Fr. Thomas Hopko’s famous 55 maxims contain four that I’ve particularly clung to over the years: “We don’t judge anyone for anything”; “Don’t try to convince anyone of anything”; “Give advice to others only when asked or obligated to do so,” and “Be simple, hidden, quiet and small.” Needless to say, I fail at all of them all of the time (and am right now). The following, however, is a reflection on these maxims for when I discover myself embroiled in exchanges that show the potential to turn heated real quickly.
I've noticed the habit among some Christians to justify their unkind words and scathing condemnation of others by pointing to a favourite verse—Matthew 3:7, when Jesus calls the approaching Pharisees and Sadducees a "brood of vipers." It is, however, not enough to point to Jesus as our example in such a wholesale manner; the more responsible thing to do is instead isolate what he commanded us to obey as the subjects of his yet unfulfilled prayer in John 17—that "as you, Father, are in me and I am in you, may they also be in us"—and therein acknowledge that there's an imbalance in authority to speak so confidently. In this sense, Jesus didn’t tell us to imitate his brashness and confident criticisms when confronting untruth. Truth is not written or spoken, but embodied and ontological. To this end, Jesus has only commanded us to take up the cross upon which he was also enthroned.
St. Peter didn’t write, “For to this you have been called, because Christ was also unkind to everyone and exhibited a confidence that only God Incarnate could pull off, leaving you an example, so that you should follow in his steps,” but instead remarked, “For to this you have been called, because Christ also suffered for you, leaving you an example, so that you should follow in his steps” (1 Pt. 2:21). The Beatific Ladder celebrates poverty of spirit, meekness, mercy, purity of heart, and peacemaking because Jesus knew that our own frailty, confusion, and immaturity requires this of others and ourselves.
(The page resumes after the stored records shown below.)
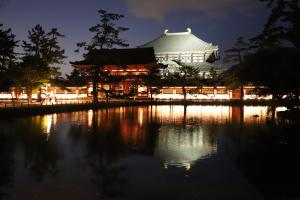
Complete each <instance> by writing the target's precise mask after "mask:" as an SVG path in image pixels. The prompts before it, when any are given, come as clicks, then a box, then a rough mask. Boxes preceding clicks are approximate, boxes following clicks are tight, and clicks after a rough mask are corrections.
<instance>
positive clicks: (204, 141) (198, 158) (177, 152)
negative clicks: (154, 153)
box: [155, 126, 217, 170]
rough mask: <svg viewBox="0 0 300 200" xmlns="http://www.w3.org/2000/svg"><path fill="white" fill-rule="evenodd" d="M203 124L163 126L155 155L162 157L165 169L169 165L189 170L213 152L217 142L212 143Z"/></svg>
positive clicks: (186, 169) (215, 147) (169, 165)
mask: <svg viewBox="0 0 300 200" xmlns="http://www.w3.org/2000/svg"><path fill="white" fill-rule="evenodd" d="M207 137H209V135H208V134H207V132H206V133H205V132H204V130H203V129H202V128H201V126H188V127H180V126H179V127H169V126H163V127H162V128H161V130H160V134H159V136H158V143H157V145H156V148H155V156H156V157H157V158H159V159H161V160H162V161H163V163H164V167H165V169H168V167H169V166H176V167H185V168H186V170H189V169H190V168H191V166H192V165H193V164H194V163H195V162H196V161H198V160H200V159H204V158H206V157H207V156H209V155H211V154H213V153H214V152H215V151H216V149H217V144H212V143H211V142H210V141H209V139H208V138H207Z"/></svg>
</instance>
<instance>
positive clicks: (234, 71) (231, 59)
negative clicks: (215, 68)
mask: <svg viewBox="0 0 300 200" xmlns="http://www.w3.org/2000/svg"><path fill="white" fill-rule="evenodd" d="M249 46H250V44H249V43H248V42H246V41H245V39H244V38H243V37H239V38H238V39H237V40H236V42H235V44H234V46H233V47H232V48H230V49H227V50H225V53H226V55H225V57H224V60H223V62H224V63H231V64H232V65H233V66H232V68H231V69H230V70H228V71H227V72H225V73H223V78H224V81H225V85H226V86H227V87H229V88H231V89H235V88H240V93H241V96H240V98H241V99H243V97H244V87H243V84H244V81H243V80H241V79H240V78H239V76H238V73H239V70H240V65H241V64H242V63H243V57H244V55H245V54H246V53H247V52H248V50H249Z"/></svg>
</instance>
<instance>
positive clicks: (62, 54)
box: [12, 24, 66, 102]
mask: <svg viewBox="0 0 300 200" xmlns="http://www.w3.org/2000/svg"><path fill="white" fill-rule="evenodd" d="M61 37H64V35H62V34H61V33H59V32H58V30H57V29H56V28H53V29H51V30H50V31H49V32H48V33H46V32H45V31H44V29H43V27H42V26H41V25H39V24H38V25H36V26H35V27H34V28H33V29H31V30H30V31H28V39H29V41H23V45H22V47H23V49H24V52H25V56H24V57H23V58H22V62H21V63H20V64H19V66H18V67H16V71H13V72H12V75H14V76H16V77H15V78H14V80H15V81H14V82H15V83H14V85H15V86H17V87H25V88H26V93H27V97H28V102H31V94H32V92H33V90H35V89H38V88H39V87H41V86H42V85H43V84H44V83H47V82H49V81H50V79H51V78H52V77H56V76H58V75H59V74H60V73H59V71H58V69H59V68H58V67H56V66H54V65H55V64H62V63H63V59H64V58H66V57H65V56H64V50H63V49H61V47H60V46H59V45H58V39H59V38H61Z"/></svg>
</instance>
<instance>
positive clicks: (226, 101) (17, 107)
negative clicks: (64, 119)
mask: <svg viewBox="0 0 300 200" xmlns="http://www.w3.org/2000/svg"><path fill="white" fill-rule="evenodd" d="M285 103H286V102H285ZM285 103H284V102H274V101H270V100H244V101H240V100H229V101H227V100H226V101H215V100H214V101H202V100H201V101H195V100H193V101H189V100H187V101H182V100H179V101H174V100H172V101H138V100H137V101H133V100H132V101H110V102H108V103H106V102H99V103H97V104H93V103H70V104H51V105H26V104H23V106H21V107H6V108H4V107H2V108H0V118H1V119H3V118H7V117H10V118H11V117H23V116H35V115H45V114H55V113H64V112H76V111H85V110H90V109H93V110H96V109H106V108H117V107H130V106H151V105H153V106H155V105H182V106H193V105H204V106H205V105H215V106H284V105H286V104H285ZM21 105H22V104H21Z"/></svg>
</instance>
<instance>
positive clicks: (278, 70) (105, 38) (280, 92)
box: [0, 0, 300, 102]
mask: <svg viewBox="0 0 300 200" xmlns="http://www.w3.org/2000/svg"><path fill="white" fill-rule="evenodd" d="M260 1H261V2H262V3H264V4H266V6H268V8H269V9H270V10H271V14H270V16H269V18H268V20H267V22H266V23H265V26H264V28H263V30H262V32H261V33H259V34H258V35H254V36H253V37H252V38H248V39H245V38H243V37H240V38H238V39H237V41H236V42H235V44H234V46H233V47H232V48H230V49H228V50H227V51H225V53H226V56H225V59H224V62H227V63H230V65H232V67H231V68H230V69H229V70H227V71H225V72H224V73H222V74H221V75H218V74H217V73H216V71H215V69H214V68H212V69H211V71H210V76H211V77H210V78H209V79H207V78H204V77H201V76H200V75H199V74H200V73H199V72H200V71H199V69H197V68H195V67H193V66H189V65H188V64H185V63H180V62H179V61H175V62H176V63H177V64H178V65H179V66H180V67H179V71H178V72H176V73H174V74H168V75H167V76H162V75H161V73H160V70H159V69H158V68H155V69H151V70H150V73H149V75H148V76H144V77H141V78H140V80H138V81H136V82H134V83H132V89H131V91H130V94H129V95H135V94H136V92H137V87H135V86H137V85H146V86H150V87H149V93H150V94H151V96H152V94H153V93H157V92H159V91H160V90H159V89H160V87H162V86H178V87H182V91H183V95H184V98H186V95H187V93H193V92H199V91H200V92H201V87H202V86H203V85H210V86H216V85H224V84H225V85H226V86H227V87H229V88H241V97H243V85H253V86H257V90H256V92H257V93H258V94H261V95H266V94H272V95H273V98H274V99H276V100H281V99H283V98H286V99H289V100H293V101H299V94H300V81H299V80H300V73H299V72H300V71H299V70H300V69H299V68H298V67H297V65H298V63H299V59H300V58H299V53H300V51H299V44H300V42H299V37H298V36H299V35H300V34H299V32H300V28H299V22H300V15H299V13H300V9H299V0H260ZM98 13H99V17H100V20H99V22H98V23H97V24H96V25H94V26H92V27H90V28H89V31H90V32H91V34H92V38H91V39H90V40H89V41H87V42H79V43H77V46H78V49H77V50H76V52H79V53H80V50H83V52H81V53H82V55H83V57H84V58H85V59H86V58H88V57H89V56H91V55H92V54H93V52H94V51H95V50H102V49H112V48H117V47H127V46H128V43H127V42H126V41H125V40H123V39H121V38H120V35H121V34H122V33H123V32H125V31H127V30H128V28H127V27H122V26H118V25H117V23H118V22H119V20H121V19H122V18H123V17H124V16H123V15H120V14H116V13H109V12H107V11H105V10H99V11H98ZM63 37H64V35H63V34H61V33H60V32H59V31H58V30H57V29H56V28H53V29H51V30H49V31H46V30H44V28H43V27H42V26H41V25H36V26H35V27H34V28H32V29H31V30H29V31H28V40H27V41H22V42H21V41H17V40H16V36H15V35H14V34H13V33H12V30H11V29H9V28H5V27H4V26H3V25H0V90H2V91H3V90H11V88H13V90H14V92H15V94H18V93H20V91H21V90H24V89H25V91H26V93H27V94H28V96H29V97H30V96H31V94H32V92H33V91H34V90H39V89H40V88H41V86H42V85H43V84H45V83H49V82H53V83H55V84H57V85H62V86H68V85H73V86H84V85H86V84H87V83H88V82H92V83H93V99H94V101H95V102H97V96H98V95H97V94H98V91H102V92H104V93H105V94H106V97H107V99H108V97H109V96H112V93H113V91H111V90H107V89H104V88H99V87H98V85H99V83H104V84H109V83H110V84H111V83H118V82H120V81H121V79H120V78H119V77H113V76H111V75H110V74H109V72H107V71H105V70H104V68H103V67H104V66H102V67H101V66H100V67H99V66H97V67H90V68H89V69H85V70H79V69H76V68H74V70H73V71H72V72H71V73H70V74H69V75H67V79H63V78H62V77H61V76H60V74H59V71H58V66H59V64H62V62H63V60H64V59H65V52H64V50H63V49H62V48H61V47H60V45H59V43H58V40H59V39H60V38H63ZM17 46H21V47H22V48H23V52H24V53H23V54H17V53H16V52H15V51H14V50H15V49H16V47H17ZM160 67H161V68H164V67H166V66H163V65H160ZM187 86H197V87H198V88H197V89H196V90H197V91H187V90H186V87H187ZM28 101H31V99H30V98H29V99H28Z"/></svg>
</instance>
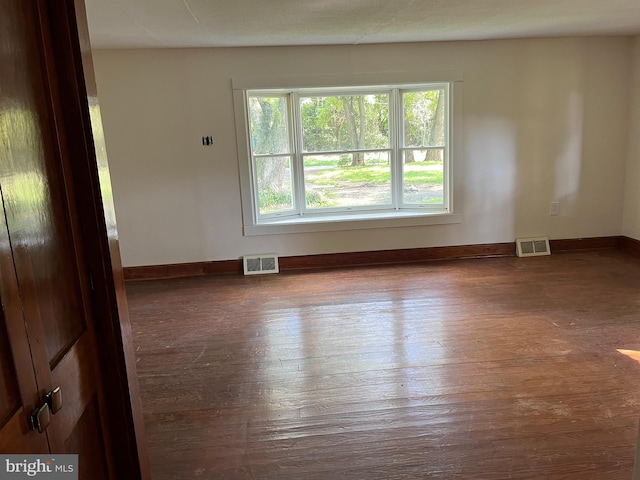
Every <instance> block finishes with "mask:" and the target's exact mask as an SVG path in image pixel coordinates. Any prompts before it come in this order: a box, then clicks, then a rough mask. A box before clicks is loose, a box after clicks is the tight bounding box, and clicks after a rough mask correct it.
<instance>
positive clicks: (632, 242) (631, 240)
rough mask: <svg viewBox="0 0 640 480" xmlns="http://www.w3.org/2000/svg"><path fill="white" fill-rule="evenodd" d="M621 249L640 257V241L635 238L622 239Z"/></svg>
mask: <svg viewBox="0 0 640 480" xmlns="http://www.w3.org/2000/svg"><path fill="white" fill-rule="evenodd" d="M620 248H622V249H623V250H624V251H626V252H628V253H632V254H634V255H640V240H636V239H635V238H629V237H622V239H621V240H620Z"/></svg>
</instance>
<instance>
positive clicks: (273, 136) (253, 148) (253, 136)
mask: <svg viewBox="0 0 640 480" xmlns="http://www.w3.org/2000/svg"><path fill="white" fill-rule="evenodd" d="M249 124H250V129H251V150H252V152H253V153H254V154H255V155H264V154H275V153H290V142H289V120H288V114H287V99H286V97H254V96H251V97H249Z"/></svg>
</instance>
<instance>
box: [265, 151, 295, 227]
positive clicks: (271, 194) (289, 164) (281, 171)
mask: <svg viewBox="0 0 640 480" xmlns="http://www.w3.org/2000/svg"><path fill="white" fill-rule="evenodd" d="M256 185H257V187H258V209H259V213H260V215H264V214H268V213H277V212H283V211H288V210H292V209H293V188H292V185H293V184H292V181H291V158H290V157H260V158H256Z"/></svg>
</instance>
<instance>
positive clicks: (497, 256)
mask: <svg viewBox="0 0 640 480" xmlns="http://www.w3.org/2000/svg"><path fill="white" fill-rule="evenodd" d="M549 243H550V246H551V251H552V252H566V251H574V250H597V249H603V248H619V249H622V250H626V251H628V252H631V253H637V254H640V241H638V240H635V239H632V238H628V237H621V236H613V237H592V238H570V239H560V240H550V242H549ZM515 252H516V246H515V242H507V243H491V244H481V245H459V246H452V247H430V248H411V249H405V250H378V251H372V252H349V253H328V254H321V255H301V256H293V257H280V258H279V264H280V271H282V272H286V271H300V270H317V269H323V268H341V267H356V266H366V265H388V264H396V263H417V262H425V261H430V260H453V259H460V258H482V257H508V256H514V255H515V254H516V253H515ZM241 273H242V260H240V259H238V260H222V261H212V262H193V263H175V264H169V265H147V266H140V267H125V269H124V275H125V279H126V280H130V281H132V280H157V279H161V278H180V277H194V276H201V275H229V274H236V275H237V274H241Z"/></svg>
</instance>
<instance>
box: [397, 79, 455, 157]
mask: <svg viewBox="0 0 640 480" xmlns="http://www.w3.org/2000/svg"><path fill="white" fill-rule="evenodd" d="M402 100H403V105H404V113H403V115H404V123H403V125H404V145H405V146H406V147H437V146H444V131H445V128H444V127H445V108H446V106H445V103H446V98H445V91H444V89H437V90H426V91H422V92H404V93H403V94H402Z"/></svg>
When Jesus said, “You judge according to the flesh; I judge no one” (Jn. 8:15), he was underscoring that we are all limited by the same finite constraints that confuse our judgment, and that he alone is unique in possessing a judgment that emanates from perfect oneness with the Father—judgment as divine Light (Jn. 3:17–19). This is a confidence that we should not trick ourselves into thinking we can have. When Jesus said, “Do not judge, so that you may not be judged” (Mt. 7:1), he was trying to warn us that our judgment of others will only kick-start a cycle of judgment, that his divine Light will expose this cycle of judgment that we initiated and are trapped within (Jn.3:19–21), that we need to look at ourselves only and our own need for repentance, as we are all in the same boat—not one above another—but that Jesus’ perfect humility and kenotic co-suffering love means that he is unique in his ability to step outside this boat and walk on the water in which I know I will sink.
Jesus is God and I am not. We are all in the same boat, but hell is a solitary place where I alone reside.